Question

Issue With Alignment Of Short Dna Sequences

0

Entering edit mode

13.2 years ago

Arpssss ▴ 30

Can anybody inform me, in the algorithms for "alignment of short DNA sequences to the human genome" whether the repeats in genome is considered as Junk or not ? More clearly, as an example: BowTie , Blat etc considers repeats in the genome or not while building index. Thanks.

blast dna sequencing genome bowtie • 2.5k views

ADD COMMENT • link updated 13.2 years ago by Vikas Bansal ★ 2.4k • written 13.2 years ago by Arpssss ▴ 30

score 4 · Answer 1 · 2012-03-22

4

Entering edit mode

13.2 years ago

Istvan Albert 102k

First of all the concept of junk DNA is both outdated and misleading due to the secondary meaning of the word. So don't use it, there is no such thing as junk DNA, only DNA with yet unknown function.

As for your question, a mappers job is to align a read to a genome, forget about index building that is just a intermediate step that is not relevant to their function. When a read maps to multiple locations then the mapper may report all the mappings (usually with cutoffs) or report one location with a flag indicating that the read maps to other locations as well. This behavior is mapper specific.

ADD COMMENT • link 13.2 years ago by Istvan Albert 102k

0

Entering edit mode

@Istvan Albert, Thanks. However, is Mapper (mostly) take into consideration the repeats in the genome ? Example: http://hgdownload.cse.ucsc.edu/goldenPath/hg19/chromosomes/ here Repeats are shown in lower case (a,c,g,t). Is the mapper take those a,c,g,t or only cosiders A,C,G,T (non-repeating sequence is shown in upper case) ? Thanks.

ADD REPLY • link 13.2 years ago by Arpssss ▴ 30

0

Entering edit mode

I think in most cases one is better off aligning the reads then deal with the reads map that map to multiple locations rather than ignoring parts of the genome

ADD REPLY • link 13.2 years ago by Istvan Albert 102k

score 1 · Answer 2 · 2012-03-23

Yes, Istvan is right. It depends on the mapper and parameters you are using. If you do not want to map your reads to repeats, just mask them with N's (or download pre masked genomes available at repeatmasker <http://www.repeatmasker.org> ) as most of the mapping tools will skip N's.

@Istvan: May be I am wrong but as you said "forget about index building", I think sometimes it is important. In this case, like Arpssss said repeats are shown in lower case - Novoalign says that "indexing process can optionally ignore lowercase nucleotides in the reference genome" . Now if some one wants to ignore lower case, then he/she should do the indexing carefully.

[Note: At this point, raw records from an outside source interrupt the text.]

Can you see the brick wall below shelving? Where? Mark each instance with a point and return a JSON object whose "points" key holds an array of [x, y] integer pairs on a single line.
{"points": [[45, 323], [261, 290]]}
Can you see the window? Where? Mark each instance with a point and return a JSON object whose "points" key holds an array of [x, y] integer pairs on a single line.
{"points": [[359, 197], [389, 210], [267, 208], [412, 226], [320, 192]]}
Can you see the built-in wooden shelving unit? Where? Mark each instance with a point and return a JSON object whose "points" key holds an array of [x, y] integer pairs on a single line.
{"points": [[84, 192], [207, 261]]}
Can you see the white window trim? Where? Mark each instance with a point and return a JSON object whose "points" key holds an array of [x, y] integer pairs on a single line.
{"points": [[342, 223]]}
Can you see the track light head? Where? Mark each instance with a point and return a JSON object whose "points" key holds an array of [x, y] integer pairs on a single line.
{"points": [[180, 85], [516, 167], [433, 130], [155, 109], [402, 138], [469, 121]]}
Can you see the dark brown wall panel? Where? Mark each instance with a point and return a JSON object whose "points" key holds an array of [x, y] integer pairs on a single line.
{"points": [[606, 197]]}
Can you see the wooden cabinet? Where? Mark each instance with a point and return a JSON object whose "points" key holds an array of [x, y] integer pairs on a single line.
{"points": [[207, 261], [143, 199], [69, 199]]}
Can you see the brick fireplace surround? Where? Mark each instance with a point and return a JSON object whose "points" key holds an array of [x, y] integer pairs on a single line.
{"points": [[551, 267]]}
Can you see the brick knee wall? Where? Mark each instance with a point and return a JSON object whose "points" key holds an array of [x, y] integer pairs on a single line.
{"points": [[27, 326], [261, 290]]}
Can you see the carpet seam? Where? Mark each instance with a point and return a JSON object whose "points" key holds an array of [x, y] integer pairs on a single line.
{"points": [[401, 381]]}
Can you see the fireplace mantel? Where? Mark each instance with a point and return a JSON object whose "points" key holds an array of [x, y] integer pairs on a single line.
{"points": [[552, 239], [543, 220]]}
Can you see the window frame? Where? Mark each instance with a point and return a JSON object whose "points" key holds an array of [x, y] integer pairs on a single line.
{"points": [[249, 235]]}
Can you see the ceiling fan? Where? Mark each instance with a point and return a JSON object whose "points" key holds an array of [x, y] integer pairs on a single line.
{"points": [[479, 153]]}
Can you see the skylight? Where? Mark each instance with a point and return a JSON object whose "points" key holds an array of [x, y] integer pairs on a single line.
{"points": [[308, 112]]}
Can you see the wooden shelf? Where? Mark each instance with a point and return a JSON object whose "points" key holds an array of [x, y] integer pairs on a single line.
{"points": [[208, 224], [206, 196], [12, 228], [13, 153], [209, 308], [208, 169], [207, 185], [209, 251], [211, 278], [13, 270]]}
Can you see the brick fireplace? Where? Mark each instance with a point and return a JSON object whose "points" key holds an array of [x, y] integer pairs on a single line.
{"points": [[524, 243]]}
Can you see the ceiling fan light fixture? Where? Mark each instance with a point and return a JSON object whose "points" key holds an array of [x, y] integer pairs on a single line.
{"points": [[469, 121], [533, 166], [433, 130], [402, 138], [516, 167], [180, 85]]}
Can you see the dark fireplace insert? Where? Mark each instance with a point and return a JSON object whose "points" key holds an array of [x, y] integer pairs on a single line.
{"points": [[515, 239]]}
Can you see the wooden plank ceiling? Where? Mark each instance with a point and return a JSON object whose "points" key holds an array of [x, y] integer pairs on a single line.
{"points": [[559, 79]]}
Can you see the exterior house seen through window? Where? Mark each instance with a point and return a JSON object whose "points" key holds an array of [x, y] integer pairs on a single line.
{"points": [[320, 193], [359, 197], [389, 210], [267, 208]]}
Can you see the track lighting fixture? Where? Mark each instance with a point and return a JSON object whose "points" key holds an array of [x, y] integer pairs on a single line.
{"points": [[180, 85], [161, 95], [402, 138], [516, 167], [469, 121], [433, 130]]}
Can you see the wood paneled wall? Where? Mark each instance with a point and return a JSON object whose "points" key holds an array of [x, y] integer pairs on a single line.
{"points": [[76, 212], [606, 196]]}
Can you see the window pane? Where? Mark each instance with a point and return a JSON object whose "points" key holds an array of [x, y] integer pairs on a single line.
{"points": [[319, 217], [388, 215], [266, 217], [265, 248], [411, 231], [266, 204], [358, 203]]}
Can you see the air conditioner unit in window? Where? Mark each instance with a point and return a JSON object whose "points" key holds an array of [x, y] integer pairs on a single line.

I read about novoalign here and it says -

Question: How does novoalign handle lowercase masking?

Answer The indexing process can optionally ignore lowercase nucleotides in the reference genome/nucleotide database. This means the lower case letters cannot be used to initiate an alignment however the Needleman-Wunsch alignment process can extend into lower case sequence as long as an alignment was initiated in indexed upper case sequence.